I would like to throw in my 2 cents on this.
I decided it would be good to have a back up blower in case mine died at some point. So I ordered one of these quiet blowers from Valley Stove & Fireplace Shop and spoke with Jerry when I ordered it.
I have the Pioneer installed in my living room and near enough to the TV where a quiet blower would have been nice. It installed very easy and I was impressed how quiet it was. I had done this in preparation for the cold heating season coming up.
I use the Pioneer stove as my
primary heat source, and have been very pleased for the first 4 years doing so. The Leisure Line stove is a remarkable stove.
As the colder temps hit us, I was finding my stove struggling to provide the heat I was use to getting. When it hit the teens outside, it just could not do it at all. Well I immediately spent a little more time with my stove, and found that by changing the blower it has effected my Max Feed Rate setting, I am pushing hot coals off the end and into the ash pan. After a couple days of trying different settings, I said that is it! enough is enough, and yanked the new quiet blower out and replaced it with the old blower.

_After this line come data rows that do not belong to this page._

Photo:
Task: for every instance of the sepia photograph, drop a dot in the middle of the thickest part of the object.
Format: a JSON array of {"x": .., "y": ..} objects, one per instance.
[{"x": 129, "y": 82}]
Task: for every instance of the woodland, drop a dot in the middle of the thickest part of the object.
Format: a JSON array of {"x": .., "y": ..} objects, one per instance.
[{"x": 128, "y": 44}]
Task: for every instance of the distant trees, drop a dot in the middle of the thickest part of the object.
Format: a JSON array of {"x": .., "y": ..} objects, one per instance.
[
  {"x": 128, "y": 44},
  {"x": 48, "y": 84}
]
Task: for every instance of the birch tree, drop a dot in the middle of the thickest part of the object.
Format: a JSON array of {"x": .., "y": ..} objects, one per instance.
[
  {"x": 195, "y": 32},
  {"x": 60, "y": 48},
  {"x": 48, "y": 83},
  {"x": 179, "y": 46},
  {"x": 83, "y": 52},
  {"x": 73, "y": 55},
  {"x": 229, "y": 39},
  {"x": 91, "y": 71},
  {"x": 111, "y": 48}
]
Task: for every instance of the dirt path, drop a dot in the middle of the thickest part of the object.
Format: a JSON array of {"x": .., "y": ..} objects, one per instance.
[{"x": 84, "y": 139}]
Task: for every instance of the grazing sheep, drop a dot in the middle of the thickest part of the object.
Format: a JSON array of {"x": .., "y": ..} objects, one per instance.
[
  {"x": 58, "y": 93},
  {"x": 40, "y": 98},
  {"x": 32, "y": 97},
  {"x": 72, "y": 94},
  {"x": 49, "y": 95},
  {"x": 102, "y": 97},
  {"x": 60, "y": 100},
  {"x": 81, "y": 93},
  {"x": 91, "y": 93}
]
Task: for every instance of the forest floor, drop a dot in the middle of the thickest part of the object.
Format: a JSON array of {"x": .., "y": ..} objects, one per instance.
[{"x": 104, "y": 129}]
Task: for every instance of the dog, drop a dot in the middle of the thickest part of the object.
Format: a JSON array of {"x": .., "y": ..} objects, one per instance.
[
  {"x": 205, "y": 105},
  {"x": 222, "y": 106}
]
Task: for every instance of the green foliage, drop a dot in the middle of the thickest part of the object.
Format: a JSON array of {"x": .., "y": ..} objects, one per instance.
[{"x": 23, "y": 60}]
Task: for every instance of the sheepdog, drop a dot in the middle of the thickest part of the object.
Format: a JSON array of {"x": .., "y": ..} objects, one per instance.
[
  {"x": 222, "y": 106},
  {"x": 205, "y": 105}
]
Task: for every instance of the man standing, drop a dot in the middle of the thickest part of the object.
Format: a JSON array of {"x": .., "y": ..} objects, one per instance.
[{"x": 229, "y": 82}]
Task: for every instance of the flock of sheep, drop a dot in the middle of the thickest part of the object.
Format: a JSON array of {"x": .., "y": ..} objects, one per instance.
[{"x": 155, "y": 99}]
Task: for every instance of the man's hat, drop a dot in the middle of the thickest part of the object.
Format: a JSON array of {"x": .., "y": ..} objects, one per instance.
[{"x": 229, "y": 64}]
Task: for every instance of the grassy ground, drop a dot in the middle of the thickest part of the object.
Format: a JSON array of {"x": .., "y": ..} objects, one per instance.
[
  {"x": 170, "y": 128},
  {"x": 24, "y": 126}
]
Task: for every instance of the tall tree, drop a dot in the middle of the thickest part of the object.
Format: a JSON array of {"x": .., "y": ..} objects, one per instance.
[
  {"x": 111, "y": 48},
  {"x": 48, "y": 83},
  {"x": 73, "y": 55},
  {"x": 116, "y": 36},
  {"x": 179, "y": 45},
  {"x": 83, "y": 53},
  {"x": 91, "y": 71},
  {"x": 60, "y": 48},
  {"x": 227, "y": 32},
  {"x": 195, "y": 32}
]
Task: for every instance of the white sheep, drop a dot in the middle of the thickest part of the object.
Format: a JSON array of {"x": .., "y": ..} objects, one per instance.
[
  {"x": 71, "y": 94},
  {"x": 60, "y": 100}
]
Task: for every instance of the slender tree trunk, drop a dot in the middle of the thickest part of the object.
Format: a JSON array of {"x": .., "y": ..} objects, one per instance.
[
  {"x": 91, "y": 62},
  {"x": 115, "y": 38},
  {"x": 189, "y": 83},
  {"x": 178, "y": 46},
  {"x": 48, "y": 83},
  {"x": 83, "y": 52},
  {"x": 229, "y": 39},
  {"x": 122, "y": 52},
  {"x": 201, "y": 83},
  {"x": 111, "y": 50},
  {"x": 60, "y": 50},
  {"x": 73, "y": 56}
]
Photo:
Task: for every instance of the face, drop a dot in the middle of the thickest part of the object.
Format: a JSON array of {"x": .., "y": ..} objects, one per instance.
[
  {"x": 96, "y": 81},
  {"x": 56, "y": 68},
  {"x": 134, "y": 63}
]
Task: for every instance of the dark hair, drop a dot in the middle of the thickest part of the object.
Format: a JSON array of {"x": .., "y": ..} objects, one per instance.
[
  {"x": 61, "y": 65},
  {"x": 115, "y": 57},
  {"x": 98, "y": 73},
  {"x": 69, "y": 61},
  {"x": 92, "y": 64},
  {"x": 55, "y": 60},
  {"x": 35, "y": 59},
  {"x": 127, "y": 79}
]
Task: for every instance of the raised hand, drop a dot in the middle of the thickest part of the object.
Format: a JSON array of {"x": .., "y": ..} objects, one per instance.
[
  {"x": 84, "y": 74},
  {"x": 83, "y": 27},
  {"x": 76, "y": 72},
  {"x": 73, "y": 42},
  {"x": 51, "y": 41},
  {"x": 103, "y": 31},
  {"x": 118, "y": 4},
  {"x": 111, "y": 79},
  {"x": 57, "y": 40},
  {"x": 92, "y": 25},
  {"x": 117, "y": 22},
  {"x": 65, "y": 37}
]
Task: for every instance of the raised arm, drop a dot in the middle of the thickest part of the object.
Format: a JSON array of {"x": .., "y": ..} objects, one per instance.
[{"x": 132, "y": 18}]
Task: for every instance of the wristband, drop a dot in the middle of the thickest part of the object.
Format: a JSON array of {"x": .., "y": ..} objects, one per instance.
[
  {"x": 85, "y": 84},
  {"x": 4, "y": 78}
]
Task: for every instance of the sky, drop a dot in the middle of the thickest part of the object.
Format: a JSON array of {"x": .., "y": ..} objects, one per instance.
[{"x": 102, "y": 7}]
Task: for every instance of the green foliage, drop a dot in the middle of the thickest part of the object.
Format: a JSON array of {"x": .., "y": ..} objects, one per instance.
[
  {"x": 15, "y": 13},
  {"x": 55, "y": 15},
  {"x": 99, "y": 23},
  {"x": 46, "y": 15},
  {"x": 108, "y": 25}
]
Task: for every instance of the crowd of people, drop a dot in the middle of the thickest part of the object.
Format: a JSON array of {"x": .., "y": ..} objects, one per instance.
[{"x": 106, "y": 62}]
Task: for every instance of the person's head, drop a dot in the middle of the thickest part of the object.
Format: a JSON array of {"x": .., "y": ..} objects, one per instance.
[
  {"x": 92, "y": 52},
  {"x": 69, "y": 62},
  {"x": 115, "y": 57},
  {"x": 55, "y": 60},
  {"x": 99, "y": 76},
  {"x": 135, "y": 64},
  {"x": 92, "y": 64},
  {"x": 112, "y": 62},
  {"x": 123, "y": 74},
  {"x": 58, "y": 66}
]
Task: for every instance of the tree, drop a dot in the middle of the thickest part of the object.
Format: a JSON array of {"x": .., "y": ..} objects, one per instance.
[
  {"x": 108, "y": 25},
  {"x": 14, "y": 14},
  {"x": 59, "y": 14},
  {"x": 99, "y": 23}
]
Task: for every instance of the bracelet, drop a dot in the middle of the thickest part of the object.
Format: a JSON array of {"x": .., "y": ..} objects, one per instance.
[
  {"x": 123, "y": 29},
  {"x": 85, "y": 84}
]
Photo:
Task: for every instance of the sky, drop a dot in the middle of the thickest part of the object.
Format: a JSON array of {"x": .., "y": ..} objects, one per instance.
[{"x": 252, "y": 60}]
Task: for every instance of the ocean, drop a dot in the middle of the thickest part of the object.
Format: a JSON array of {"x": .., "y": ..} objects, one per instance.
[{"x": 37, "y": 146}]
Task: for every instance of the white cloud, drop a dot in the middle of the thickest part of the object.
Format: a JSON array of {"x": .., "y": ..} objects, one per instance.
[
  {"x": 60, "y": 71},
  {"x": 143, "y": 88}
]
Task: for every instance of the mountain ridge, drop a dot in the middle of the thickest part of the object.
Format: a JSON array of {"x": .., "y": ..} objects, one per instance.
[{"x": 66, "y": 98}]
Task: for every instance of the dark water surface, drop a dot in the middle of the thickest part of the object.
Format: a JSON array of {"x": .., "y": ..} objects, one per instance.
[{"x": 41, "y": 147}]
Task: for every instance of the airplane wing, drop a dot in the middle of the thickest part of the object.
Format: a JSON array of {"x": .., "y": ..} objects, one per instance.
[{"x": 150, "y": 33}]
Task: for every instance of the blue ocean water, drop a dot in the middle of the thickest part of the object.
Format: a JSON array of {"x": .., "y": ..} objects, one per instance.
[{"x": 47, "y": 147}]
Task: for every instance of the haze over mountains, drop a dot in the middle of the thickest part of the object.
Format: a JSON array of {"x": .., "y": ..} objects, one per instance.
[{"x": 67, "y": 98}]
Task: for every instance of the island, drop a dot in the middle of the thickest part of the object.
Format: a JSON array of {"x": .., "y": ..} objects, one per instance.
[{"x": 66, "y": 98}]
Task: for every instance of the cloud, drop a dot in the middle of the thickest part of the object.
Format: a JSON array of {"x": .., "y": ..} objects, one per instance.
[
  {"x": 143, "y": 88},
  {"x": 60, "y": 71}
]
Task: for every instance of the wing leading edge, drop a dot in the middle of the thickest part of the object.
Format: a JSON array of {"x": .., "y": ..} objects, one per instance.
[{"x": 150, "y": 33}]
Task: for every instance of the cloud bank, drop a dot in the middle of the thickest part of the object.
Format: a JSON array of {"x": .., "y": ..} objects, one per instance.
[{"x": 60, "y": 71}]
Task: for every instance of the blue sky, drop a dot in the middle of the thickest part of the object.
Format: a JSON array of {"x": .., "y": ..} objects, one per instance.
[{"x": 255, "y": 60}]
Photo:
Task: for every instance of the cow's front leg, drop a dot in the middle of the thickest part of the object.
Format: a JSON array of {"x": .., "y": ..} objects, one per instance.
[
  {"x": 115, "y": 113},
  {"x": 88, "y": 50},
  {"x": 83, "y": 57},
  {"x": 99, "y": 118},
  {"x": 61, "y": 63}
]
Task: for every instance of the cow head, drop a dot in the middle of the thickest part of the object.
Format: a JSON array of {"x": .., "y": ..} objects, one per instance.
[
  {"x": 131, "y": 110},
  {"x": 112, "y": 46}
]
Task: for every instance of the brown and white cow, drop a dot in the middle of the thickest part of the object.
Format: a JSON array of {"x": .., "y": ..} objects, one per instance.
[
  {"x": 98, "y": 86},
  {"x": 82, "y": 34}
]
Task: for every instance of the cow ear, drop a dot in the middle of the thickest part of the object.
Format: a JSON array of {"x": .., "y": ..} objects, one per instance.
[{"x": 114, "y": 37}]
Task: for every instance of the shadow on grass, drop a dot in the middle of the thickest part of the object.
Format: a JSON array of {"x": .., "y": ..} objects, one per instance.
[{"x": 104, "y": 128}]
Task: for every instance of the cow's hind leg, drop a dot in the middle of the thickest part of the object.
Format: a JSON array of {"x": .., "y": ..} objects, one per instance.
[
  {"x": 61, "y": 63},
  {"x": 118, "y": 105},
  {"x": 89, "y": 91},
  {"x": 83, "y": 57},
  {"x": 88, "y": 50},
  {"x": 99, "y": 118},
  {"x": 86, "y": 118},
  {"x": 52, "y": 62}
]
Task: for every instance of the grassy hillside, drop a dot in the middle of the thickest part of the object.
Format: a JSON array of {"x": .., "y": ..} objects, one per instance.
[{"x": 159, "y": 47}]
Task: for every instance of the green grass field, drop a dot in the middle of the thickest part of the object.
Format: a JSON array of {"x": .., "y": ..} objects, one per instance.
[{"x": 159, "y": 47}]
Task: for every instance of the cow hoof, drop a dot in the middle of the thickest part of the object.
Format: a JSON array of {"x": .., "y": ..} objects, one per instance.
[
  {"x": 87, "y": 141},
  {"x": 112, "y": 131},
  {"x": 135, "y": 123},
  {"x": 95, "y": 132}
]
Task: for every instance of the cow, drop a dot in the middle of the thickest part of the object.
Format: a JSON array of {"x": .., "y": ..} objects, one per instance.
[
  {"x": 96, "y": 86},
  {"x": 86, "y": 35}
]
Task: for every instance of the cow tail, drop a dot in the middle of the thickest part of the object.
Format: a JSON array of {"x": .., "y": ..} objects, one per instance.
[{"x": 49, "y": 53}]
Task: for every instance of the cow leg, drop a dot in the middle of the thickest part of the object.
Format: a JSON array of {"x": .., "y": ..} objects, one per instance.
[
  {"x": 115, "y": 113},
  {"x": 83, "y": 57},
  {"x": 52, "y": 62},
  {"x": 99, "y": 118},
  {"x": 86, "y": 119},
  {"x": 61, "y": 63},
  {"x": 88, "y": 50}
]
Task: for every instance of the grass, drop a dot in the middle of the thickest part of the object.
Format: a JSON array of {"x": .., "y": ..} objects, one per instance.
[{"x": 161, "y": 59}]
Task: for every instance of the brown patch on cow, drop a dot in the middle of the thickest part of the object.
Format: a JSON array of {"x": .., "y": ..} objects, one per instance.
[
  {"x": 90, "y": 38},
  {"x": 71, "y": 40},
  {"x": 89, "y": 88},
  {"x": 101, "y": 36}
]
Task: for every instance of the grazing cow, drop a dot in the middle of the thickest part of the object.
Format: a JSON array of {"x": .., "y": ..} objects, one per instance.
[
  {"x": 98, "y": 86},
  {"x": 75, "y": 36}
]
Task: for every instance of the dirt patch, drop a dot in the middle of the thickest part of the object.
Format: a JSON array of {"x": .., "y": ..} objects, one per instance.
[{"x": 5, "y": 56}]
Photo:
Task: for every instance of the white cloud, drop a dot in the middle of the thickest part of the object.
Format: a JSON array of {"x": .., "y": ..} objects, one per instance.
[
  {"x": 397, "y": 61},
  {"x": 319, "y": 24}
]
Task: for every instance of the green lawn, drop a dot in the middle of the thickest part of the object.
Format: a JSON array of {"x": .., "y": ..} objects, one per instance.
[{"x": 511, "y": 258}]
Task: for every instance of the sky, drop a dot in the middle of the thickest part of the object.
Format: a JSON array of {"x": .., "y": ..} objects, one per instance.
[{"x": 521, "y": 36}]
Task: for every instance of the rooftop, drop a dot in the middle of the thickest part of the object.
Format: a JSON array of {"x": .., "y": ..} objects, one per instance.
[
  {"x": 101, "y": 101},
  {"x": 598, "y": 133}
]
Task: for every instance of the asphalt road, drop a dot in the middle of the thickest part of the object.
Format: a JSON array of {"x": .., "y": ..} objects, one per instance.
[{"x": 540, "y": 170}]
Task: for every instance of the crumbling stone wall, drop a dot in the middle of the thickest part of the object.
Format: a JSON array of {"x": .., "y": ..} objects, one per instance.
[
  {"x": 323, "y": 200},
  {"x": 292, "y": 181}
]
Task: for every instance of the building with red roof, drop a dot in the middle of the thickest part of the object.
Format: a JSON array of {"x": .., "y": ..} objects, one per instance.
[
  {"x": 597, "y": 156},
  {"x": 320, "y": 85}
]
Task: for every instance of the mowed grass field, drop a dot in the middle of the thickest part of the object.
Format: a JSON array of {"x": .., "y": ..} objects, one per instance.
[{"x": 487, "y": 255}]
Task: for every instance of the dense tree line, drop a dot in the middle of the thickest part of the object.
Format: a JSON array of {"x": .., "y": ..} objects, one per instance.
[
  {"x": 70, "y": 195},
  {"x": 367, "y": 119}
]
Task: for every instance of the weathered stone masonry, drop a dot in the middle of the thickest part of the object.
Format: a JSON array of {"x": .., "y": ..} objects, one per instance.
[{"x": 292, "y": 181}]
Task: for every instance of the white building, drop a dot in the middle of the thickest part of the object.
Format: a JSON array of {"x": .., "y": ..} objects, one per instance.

AHHHH I have my stove back, I got HEAT!
As it turns out the new blower in itself was quieter, but does not have the UMPH behind it to properly burn the coal the way the old blower does. The old blower, I had no problem watching the flames roar up towards the top of the stove and bringing stove temps to 750 degrees or hotter. I never could get more than 500 degrees and a lazy flame at best from the new quiet blower, and by then the convection blower was trying to wash heat from the stove and the combo made it twice as loud as before.
In conclusion, I feel the new quiet blower is fine for some supplemental heat unless you have a small area to heat. The ramp up period is so slow due the low fire issue the convection fan makes the quiet go away. MY TV did not have big enough speakers!!